Laurence Franklin has an agenda: He wants to make Frette the go-to brand for luxury linens, home accessories and at-homewear in the global marketplace. But he wants to grow the business selectively without forsaking the cachet and quality of the 152-year-old heritage brand.
Franklin, who was named chief executive officer of Milan-based Frette Srl in July 2011, is well versed in nurturing and growing market share for luxury brands, with more than 25 years of international management experience in the fashion, accessories and cosmetics industries. In 1986 he joined Tumi Inc., and through 1992 helped direct the brand through a tenfold growth rate. In 1993, he became president of Coach Leatherware and three years later moved on to become general manager and executive vice president of the cosmetics businesses of Unilever managed through the Elizabeth Arden division. In 1999, he rejoined Tumi as president, responsible for global strategic and creative development, served as ceo from 2002 to 2009, and was a member of the board at Tumi.
Here, a conversation with Franklin on business and the future of the House of Frette.
WWD: What is the mood of consumers in the euro zone? Laurence Franklin: It’s definitely a somber climate…but where local business is flat or depressed, the compensation factor is tourists, Asians and Russians in our case. And they’ve been shopping quite aggressively over the past few years. Business is fairly stable but the base has shifted in favor of tourists.…The moneyed people are still active in local markets, and we do a lot of private client business and special projects for a new villa, yacht or private plane.…We’re a nicely sized business that’s relative to the market — not a megabrand, that’s the beauty of Frette. We have our collections and have relationships with suppliers that allow us to do custom work in apparel and home furnishings.…We do a very nice business in loungewear, sleepwear and accessories for the boudoir, especially with young Middle Eastern women who have limitations with what they can wear in public, but at home can wear a trousseau in silks and satins as well as loungewear, which I call Frette-to-wear.

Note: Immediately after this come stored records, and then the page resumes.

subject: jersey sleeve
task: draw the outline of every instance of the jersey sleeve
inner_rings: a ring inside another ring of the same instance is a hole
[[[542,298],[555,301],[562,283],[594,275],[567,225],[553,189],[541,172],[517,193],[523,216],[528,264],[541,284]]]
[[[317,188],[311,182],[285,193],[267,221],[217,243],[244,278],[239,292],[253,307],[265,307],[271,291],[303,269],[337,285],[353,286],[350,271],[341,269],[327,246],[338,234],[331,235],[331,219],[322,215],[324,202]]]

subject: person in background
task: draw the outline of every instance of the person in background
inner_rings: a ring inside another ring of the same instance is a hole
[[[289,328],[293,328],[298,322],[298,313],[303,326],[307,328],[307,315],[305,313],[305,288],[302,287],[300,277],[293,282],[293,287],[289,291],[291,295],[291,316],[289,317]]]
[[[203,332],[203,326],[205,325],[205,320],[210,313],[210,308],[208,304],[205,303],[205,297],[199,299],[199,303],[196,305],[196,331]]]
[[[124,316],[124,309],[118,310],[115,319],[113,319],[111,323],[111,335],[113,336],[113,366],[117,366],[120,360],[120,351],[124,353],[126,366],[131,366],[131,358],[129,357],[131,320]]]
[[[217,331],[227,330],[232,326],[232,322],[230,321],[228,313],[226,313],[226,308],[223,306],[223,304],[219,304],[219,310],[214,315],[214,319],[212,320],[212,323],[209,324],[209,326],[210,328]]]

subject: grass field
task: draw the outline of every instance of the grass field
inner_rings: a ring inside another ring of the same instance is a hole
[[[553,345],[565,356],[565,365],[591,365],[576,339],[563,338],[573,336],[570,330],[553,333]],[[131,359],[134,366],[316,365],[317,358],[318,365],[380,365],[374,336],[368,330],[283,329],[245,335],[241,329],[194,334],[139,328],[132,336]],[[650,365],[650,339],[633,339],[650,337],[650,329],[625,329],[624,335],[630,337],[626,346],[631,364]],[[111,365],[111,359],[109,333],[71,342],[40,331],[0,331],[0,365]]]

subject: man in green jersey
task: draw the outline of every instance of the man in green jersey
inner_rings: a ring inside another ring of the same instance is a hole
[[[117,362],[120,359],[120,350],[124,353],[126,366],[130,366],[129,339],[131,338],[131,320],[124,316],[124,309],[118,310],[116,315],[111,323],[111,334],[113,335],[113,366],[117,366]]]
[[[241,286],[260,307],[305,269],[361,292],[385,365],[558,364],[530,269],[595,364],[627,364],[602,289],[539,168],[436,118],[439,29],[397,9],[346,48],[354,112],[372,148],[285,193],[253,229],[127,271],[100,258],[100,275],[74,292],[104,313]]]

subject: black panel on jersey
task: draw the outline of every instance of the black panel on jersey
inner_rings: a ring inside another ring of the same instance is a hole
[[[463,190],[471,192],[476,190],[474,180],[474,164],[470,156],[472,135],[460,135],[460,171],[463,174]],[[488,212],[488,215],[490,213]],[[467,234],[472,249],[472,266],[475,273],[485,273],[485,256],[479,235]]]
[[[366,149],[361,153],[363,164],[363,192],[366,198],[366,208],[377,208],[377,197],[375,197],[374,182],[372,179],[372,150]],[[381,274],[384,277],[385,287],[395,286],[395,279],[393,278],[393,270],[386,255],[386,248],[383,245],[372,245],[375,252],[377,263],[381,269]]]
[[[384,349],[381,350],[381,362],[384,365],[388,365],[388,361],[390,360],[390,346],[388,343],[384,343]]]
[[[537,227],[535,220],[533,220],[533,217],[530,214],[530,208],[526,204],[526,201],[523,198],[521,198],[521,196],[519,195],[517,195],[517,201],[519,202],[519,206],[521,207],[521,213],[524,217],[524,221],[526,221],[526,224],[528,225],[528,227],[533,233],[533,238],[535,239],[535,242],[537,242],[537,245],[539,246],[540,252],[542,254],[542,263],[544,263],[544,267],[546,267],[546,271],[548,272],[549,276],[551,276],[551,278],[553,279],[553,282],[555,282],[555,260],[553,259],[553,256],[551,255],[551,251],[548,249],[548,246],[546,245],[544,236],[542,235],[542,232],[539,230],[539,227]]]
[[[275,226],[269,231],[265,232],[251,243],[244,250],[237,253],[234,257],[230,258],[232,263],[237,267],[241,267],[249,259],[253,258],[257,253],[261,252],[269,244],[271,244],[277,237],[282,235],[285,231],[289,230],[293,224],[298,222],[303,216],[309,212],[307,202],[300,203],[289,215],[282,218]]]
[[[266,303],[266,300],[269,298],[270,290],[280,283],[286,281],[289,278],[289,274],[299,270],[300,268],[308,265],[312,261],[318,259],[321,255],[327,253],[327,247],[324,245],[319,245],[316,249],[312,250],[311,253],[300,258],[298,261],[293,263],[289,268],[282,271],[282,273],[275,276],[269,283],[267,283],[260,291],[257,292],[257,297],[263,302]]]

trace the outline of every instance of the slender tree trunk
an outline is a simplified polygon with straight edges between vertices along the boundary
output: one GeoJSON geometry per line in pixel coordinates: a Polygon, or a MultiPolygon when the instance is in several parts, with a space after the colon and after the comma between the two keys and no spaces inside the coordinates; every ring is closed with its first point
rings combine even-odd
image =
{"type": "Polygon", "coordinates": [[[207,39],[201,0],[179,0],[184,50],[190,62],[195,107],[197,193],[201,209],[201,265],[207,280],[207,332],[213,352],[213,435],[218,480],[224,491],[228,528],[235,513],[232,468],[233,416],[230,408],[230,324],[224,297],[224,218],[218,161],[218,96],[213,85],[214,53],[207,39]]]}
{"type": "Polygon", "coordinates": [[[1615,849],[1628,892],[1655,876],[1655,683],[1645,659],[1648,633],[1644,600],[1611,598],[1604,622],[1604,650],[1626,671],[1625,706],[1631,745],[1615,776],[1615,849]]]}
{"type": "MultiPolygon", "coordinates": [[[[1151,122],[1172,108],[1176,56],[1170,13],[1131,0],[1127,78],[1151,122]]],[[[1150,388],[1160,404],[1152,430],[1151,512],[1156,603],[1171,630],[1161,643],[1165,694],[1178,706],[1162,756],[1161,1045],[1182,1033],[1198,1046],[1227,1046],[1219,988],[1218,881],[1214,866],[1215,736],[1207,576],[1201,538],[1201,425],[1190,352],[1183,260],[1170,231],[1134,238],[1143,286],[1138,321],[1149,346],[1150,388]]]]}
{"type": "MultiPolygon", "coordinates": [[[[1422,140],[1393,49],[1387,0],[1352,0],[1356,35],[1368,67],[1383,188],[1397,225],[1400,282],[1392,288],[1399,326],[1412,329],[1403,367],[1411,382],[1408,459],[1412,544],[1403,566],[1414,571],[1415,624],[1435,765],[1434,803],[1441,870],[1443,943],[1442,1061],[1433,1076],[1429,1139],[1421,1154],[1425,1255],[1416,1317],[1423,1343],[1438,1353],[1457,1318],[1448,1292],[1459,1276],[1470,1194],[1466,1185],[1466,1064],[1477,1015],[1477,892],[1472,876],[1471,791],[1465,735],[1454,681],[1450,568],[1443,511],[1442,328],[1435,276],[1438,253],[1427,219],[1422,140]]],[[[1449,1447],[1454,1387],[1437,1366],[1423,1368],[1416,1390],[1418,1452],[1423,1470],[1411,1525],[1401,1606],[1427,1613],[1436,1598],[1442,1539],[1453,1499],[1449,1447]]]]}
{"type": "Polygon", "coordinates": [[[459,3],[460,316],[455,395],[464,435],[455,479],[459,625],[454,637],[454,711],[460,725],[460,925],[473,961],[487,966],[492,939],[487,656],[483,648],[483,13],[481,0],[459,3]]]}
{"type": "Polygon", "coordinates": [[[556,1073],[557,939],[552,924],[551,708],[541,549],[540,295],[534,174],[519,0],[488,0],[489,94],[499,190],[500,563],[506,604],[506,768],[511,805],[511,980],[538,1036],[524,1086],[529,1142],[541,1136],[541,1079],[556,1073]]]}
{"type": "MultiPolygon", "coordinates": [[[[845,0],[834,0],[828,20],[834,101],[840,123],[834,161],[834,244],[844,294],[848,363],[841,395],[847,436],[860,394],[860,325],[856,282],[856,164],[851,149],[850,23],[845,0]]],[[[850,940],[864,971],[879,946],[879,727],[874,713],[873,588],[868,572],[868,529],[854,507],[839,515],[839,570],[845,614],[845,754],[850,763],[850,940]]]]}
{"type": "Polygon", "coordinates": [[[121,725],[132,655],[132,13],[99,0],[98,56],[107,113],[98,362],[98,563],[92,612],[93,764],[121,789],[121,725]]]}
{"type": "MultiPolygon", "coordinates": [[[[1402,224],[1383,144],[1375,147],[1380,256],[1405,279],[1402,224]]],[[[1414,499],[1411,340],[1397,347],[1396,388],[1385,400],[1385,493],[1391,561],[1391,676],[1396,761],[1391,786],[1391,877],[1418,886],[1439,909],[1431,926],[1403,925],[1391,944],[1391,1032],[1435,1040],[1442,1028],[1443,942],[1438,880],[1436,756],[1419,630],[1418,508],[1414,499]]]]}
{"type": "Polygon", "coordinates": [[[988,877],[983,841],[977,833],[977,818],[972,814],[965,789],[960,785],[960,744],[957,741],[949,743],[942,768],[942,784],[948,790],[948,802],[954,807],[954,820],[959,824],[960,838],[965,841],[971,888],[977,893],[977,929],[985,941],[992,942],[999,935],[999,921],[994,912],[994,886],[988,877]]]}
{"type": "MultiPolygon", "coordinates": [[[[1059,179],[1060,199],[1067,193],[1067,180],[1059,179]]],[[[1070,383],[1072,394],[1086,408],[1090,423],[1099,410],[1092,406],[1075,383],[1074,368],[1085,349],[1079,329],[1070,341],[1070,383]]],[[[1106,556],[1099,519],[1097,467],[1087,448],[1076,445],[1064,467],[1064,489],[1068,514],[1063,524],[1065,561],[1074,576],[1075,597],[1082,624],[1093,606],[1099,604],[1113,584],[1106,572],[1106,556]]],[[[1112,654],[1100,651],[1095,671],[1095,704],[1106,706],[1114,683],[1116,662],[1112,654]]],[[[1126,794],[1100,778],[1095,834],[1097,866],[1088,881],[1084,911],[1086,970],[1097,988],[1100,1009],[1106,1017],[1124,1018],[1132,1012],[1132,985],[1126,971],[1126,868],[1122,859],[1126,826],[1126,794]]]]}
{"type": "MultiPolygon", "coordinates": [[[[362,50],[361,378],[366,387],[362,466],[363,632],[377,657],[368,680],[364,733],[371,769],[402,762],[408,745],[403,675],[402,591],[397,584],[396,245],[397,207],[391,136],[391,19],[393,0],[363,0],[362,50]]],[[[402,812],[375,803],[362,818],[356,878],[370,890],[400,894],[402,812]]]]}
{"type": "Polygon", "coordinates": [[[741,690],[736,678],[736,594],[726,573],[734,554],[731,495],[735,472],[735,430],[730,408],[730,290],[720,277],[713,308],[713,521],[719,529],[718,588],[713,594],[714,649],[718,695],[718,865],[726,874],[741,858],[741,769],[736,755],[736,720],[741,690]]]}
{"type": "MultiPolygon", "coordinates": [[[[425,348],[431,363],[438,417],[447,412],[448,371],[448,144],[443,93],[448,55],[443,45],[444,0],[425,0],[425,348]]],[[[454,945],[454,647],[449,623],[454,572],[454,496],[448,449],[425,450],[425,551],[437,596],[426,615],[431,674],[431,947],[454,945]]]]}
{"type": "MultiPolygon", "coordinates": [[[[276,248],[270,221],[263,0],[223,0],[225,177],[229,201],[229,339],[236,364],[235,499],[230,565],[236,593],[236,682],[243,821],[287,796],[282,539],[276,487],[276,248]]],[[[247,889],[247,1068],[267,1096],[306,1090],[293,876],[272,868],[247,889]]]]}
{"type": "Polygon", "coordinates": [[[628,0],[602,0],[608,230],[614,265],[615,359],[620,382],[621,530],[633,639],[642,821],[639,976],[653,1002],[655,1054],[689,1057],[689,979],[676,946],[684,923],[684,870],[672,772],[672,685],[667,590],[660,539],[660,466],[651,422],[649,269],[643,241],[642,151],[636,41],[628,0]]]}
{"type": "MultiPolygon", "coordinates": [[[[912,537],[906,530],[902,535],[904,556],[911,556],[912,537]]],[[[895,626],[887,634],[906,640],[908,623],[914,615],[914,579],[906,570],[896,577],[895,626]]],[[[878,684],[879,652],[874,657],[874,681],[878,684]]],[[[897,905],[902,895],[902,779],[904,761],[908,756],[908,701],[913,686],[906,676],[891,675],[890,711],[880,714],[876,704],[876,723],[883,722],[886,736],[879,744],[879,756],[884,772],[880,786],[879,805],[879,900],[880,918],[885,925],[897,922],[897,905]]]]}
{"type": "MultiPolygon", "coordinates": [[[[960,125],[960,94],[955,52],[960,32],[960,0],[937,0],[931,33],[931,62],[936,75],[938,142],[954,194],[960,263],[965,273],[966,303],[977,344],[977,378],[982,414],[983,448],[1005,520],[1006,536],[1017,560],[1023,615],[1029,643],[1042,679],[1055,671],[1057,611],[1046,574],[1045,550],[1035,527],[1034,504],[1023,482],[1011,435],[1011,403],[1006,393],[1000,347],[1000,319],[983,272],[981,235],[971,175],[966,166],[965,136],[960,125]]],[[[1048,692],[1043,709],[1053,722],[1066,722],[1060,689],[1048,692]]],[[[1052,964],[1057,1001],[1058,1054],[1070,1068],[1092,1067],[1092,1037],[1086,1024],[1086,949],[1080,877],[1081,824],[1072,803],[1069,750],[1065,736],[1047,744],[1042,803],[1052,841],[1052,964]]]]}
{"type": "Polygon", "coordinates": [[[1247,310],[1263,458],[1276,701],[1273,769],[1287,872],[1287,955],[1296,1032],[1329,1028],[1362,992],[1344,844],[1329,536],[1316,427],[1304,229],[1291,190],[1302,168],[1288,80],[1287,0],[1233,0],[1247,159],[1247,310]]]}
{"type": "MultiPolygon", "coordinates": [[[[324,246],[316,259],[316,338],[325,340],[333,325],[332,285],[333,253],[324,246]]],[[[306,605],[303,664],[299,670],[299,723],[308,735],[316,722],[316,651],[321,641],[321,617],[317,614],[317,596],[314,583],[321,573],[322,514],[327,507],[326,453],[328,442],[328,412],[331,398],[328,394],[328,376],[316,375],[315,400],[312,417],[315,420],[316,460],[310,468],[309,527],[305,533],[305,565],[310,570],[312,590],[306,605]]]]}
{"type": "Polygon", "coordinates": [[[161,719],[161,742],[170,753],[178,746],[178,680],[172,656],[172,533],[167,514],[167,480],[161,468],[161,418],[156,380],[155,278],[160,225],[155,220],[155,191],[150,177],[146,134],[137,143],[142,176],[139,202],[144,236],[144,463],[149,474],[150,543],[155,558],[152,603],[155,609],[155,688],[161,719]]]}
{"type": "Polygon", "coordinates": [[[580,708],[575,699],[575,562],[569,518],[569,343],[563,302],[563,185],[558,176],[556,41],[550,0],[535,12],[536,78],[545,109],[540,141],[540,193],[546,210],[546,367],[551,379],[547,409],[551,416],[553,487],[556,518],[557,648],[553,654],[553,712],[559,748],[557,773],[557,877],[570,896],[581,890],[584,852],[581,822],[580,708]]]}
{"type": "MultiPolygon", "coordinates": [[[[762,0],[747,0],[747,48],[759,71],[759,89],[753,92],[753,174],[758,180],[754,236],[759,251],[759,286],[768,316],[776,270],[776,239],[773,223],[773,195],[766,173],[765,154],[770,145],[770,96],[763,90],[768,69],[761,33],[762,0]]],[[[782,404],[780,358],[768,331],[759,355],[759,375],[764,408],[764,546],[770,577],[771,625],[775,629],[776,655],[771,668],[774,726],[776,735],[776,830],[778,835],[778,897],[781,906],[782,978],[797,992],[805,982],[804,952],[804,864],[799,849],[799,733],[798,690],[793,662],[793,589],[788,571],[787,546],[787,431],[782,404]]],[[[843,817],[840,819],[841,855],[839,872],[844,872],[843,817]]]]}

WWD: What changes have you implemented since joining Frette? L.F.: I’ve been working towards more discipline in terms of time tables such as sku [stockkeeping unit] management and wholesale margins, doing less things as well as possible than in a mediocre way.…It’s about focus, focus, focus and empowerment, letting the designers feel commercially responsible but working freely and working less for their own comfort zone and more for what consumers would appreciate. Everybody wants to be safe. How do you break down those barriers? You have to take measured mistakes so you don’t put the brand at risk. You have to be prepared to break the rules.
WWD: Frette has a combined 100 boutiques and shops-in-shop worldwide. Are there plans for retail expansion? L.F.: Edmond Frette [a contemporary diffusion label] is being expanded at Bloomingdale’s 59th Street and to eight or 10 additional locations. The next stage over the next two to three years will be to open Frette stores in Texas, Florida, Atlanta and Hong Kong.…We’re developing a growth plan for investors and shareholders and looking at the right format for new retail development.…Big stores are highly risky. You pay a lot of money for a building, rent and staff, and unless you do exceptional productivity it can be a drain. I’m a fan ofsmall store formats.…They represent the brand well, you take a modest risk, provide the opportunity to consumers with a full representation of the brand, but you don’t overcommit in capital or people.
WWD: What is driving Frette’s business? L.F.: The total experience. It becomes a treasured Frette experience with things to wear in and around the house.…People experience it when they feel the sheets against their skin, towel off with a Frette towel or watch TV wearing one of our cashmere throws.
WWD: Please give an overview ofFrette’s business. L.F.: Globally, the business does over $100 million annually, about 70 percent is consumer oriented and about 30 percent is B2B [hotel, hospitality and custom orders].…Geographically, we do 30 percent of business in North America, mainly the U.S. and Mexico, and 40 percent in Italy, France, et cetera, where we have our own operations. The rest is in up-and-coming markets.…We plan selective growth in 2013 to 2014.…Hong Kong is a gateway market and it [China] has a strong domestic market where we have a good presence. We will expand in China with our partners.